- The Washington Times - Monday, September 16, 2002

ASSOCIATED PRESS
Future retirees should expect to cover substantially more, if not all, of the costs of their health care as employers increasingly reduce retirement medical benefits.
Few workers today are getting ready for this significant change and may have to consider putting off retirement, says an author of a new study on the issue.
By 2031, companies are expected to pay less than 10 percent of total medical expenses for retirees as part of actions already taken, says the report released today by Watson Wyatt Worldwide, a District-based human resources consulting firm that works with employers.
Big companies typically pay more than half of total retiree medical expenses. But increasing health care costs are forcing employers to scale back.
"The burden on future retirees to pay for their own medical costs is increasing dramatically, and far too few employees are prepared for these looming changes," said Sylvester J. Schieber, Watson Wyatt vice president and an author of the study.
"Retirees will have no choice but to assume greater responsibility for planning for medical costs during their retirement, including consideration of increased personal savings and even delayed retirement," Mr. Schieber said.
About 20 percent of employers studied have eliminated retiree medical plans for new hires, and 17 percent will require these hires to pay the full premium for coverage, the report said. Other companies are capping their contributions, linking them to the retiree's length of service or imposing stricter minimum-service requirements.
The study is based on benefit plans of 56 large employers, each having at least 5,000 employees. The growing population of retirees, rising life expectancies and uncertain business profitability also are contributing to the trend.
But workers are being confronted by health care concerns even before retirement nears. Employees now are paying more as their health benefits erode, according to a recent study by the Henry J. Kaiser Family Foundation.
The largest increase in premiums in 12 years occurred this year a rise of 13 percent. Single premiums typically are now $3,060, with $7,954 for family coverage.

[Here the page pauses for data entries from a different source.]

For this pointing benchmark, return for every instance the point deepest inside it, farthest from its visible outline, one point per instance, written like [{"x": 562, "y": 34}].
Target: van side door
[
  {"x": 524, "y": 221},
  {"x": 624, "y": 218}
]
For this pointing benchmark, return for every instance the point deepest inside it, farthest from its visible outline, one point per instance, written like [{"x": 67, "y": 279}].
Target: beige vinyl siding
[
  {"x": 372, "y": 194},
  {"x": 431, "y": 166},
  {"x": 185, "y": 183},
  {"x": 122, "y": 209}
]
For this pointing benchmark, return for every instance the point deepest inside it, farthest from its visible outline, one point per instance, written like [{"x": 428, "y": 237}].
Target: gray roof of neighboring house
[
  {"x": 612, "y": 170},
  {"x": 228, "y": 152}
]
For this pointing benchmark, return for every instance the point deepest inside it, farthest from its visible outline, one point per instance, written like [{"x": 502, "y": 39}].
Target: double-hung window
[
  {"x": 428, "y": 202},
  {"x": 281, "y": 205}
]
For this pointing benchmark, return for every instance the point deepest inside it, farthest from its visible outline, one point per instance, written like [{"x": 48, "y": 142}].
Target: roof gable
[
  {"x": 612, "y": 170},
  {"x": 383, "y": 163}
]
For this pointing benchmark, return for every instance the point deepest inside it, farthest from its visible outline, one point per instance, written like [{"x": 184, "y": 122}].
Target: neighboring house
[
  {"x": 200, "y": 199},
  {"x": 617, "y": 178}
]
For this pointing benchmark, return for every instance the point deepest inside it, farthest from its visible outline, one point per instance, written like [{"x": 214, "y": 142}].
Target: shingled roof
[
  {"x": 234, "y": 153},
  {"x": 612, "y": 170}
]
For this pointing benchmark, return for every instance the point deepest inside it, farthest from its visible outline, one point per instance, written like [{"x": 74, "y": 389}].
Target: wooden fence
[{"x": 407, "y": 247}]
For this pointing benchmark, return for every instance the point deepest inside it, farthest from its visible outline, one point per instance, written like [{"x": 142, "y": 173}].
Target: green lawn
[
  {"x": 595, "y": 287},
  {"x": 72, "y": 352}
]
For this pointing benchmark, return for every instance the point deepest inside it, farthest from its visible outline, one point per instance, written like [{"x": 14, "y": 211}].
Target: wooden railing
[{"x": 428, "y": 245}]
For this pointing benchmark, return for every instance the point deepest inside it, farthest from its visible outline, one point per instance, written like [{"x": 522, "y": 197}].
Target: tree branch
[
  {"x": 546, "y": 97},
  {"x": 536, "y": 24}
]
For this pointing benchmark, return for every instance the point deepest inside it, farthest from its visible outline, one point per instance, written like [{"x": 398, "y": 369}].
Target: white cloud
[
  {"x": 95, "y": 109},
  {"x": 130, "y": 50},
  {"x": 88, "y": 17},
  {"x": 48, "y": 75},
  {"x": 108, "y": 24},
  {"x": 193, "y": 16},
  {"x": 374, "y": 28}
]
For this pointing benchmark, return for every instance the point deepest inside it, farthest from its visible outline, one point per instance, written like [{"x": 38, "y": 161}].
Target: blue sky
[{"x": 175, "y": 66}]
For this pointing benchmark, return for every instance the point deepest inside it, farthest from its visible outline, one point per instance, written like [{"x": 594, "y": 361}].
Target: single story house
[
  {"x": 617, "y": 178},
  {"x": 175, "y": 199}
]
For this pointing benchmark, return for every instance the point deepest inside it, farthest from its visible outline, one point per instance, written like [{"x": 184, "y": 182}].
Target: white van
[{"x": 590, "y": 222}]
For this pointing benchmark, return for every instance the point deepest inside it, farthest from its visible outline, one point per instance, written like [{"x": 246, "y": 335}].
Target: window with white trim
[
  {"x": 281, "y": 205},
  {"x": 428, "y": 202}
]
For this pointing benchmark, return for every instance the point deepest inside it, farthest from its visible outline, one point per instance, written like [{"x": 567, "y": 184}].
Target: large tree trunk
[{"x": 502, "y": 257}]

The amount workers pay for coverage also has risen substantially. Employees now pay on average $454 per year for single coverage, a 26 percent, or $95, increase from last year. Family coverage averaged $2,084 a year, up 16 percent, or $283. For the first time in four years, more workers experienced a cut, rather than an increase, in benefits.
Retiree medical benefits were relatively inexpensive in the early 1960s, and the introduction of Medicare in 1965 made the benefits even more affordable. But the cost of maintaining them has surged.
Nine out of 10 large employers that offered retiree medical benefits to workers over age 65 in 1984 mandated service of five years or more. Last year, only about a quarter offered that benefit, according to Watson Wyatt. With reference to future retirees, only about 14 percent of companies allow workers to qualify that quickly.